O fascínio pelos perpetradores é muito semelhante ao fascínio, no cinema negro, pelo serialkiller... Na Alemanha demorou mais. Vejamos o objeto cinematográfico que foi “A Queda”, a retratar os últimos dias do Hitler mas do ponto de vista dele próprio, com o realizador, tendo consciência de ter feito com que o espectador tivesse comiseração por aquele homem, a acrescentar, o que é patético: “Não esquecer que o nazismo matou, e tal, e fez acontecer...”. Podia ter arranjado outra ficção, em vez de nos mostrar um tipo completamente dependente de pastilhas para acordar e para adormecer, paranóico com a alimentação...
E em Portugal temos tido muito essa suavização do perpetrador?
A versão portuguesa é “as mulheres de Salazar”, “as afilhadas de Salazar”, “os segredos de Salazar”, “o diário que Salazar podia ter escrito”... Da mesma forma como pode haver, e historiadores embarcaram nisso, biografias dos pides, de gente em volta de Salazer.
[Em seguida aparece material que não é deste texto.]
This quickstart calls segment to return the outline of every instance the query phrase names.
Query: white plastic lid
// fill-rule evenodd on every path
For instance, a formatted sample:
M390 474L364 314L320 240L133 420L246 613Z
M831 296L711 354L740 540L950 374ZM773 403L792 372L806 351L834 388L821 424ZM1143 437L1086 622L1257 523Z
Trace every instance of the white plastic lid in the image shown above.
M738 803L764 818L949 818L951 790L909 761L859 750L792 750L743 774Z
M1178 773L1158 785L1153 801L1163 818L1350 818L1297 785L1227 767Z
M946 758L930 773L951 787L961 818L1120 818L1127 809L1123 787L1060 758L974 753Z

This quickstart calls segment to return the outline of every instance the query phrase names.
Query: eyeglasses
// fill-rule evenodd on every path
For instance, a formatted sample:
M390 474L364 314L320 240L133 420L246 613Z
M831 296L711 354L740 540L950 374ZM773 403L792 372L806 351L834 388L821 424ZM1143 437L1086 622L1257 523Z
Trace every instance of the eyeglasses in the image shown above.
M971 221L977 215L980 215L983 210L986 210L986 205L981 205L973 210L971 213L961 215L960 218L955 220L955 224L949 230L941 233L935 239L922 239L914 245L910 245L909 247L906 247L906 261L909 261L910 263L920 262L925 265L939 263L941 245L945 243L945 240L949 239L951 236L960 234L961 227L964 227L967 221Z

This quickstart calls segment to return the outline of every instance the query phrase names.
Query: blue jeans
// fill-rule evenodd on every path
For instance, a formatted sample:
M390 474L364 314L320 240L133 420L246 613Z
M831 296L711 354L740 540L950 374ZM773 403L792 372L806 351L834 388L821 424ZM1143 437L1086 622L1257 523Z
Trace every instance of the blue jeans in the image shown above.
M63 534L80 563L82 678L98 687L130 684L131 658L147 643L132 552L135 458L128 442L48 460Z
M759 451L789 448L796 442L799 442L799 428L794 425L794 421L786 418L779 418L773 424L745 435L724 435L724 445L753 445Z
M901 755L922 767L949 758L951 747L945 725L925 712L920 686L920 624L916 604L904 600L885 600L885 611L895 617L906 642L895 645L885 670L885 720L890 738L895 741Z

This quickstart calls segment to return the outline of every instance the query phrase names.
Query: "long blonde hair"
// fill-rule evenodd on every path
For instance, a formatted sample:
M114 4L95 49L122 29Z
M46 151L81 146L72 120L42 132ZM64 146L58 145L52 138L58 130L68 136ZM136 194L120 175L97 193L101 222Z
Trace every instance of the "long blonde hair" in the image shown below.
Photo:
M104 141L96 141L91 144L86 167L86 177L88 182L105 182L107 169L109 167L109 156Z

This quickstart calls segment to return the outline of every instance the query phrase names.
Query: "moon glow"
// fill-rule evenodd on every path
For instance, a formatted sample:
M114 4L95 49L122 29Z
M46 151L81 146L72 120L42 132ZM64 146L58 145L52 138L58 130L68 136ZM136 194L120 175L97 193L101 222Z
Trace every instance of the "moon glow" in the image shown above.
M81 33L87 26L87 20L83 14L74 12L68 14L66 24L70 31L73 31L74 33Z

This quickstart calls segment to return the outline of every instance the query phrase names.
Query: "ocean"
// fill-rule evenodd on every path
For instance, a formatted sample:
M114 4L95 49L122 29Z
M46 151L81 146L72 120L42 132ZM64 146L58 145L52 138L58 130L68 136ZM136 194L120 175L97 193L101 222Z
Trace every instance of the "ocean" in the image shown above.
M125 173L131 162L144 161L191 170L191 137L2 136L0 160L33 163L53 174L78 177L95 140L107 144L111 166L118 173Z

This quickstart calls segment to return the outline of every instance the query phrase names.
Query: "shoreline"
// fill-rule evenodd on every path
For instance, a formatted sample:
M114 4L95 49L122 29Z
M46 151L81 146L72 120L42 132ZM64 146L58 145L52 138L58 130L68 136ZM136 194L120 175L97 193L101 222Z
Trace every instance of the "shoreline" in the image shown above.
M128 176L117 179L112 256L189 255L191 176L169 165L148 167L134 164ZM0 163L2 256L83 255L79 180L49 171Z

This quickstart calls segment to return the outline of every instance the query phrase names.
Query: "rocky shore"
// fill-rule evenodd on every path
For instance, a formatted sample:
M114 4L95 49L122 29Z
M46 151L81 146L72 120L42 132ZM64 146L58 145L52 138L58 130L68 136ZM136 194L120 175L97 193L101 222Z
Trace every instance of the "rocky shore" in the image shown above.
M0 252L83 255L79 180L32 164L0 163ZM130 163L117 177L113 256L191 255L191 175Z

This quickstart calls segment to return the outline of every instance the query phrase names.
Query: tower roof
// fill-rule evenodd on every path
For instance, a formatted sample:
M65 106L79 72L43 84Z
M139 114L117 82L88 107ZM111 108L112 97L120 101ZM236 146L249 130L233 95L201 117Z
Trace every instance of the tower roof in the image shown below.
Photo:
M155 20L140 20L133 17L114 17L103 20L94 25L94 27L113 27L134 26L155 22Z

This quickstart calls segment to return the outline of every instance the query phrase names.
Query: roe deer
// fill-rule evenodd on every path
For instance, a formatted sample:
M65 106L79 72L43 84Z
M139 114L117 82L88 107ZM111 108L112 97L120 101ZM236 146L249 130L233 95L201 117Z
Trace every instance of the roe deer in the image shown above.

Depois, o biógrafo ou a biógrafa deixa-se seduzir pelas personagens e, de repente, esvazia-se toda a carga... Quando a SIC fez a adaptação do livro “Mulheres de Salazar”, da Felícia Cabrita, a melhor síntese da intenção um pouco por trás daquilo (como objeto de representação histórica a série é patética) é o título da crítica do “Público”: “O gajo que gostava de gajas”. Depois de décadas a pô-lo num altar, o homem que casou com a pátria, carregado de mistérios (isso servia quer para o odiar quer para dizer que era um monge ao serviço da pátria e da comunidade), humanizá-lo, à escala do século XXI, e transformá-lo num pinga-amor, tem pouco a ver com a realidade.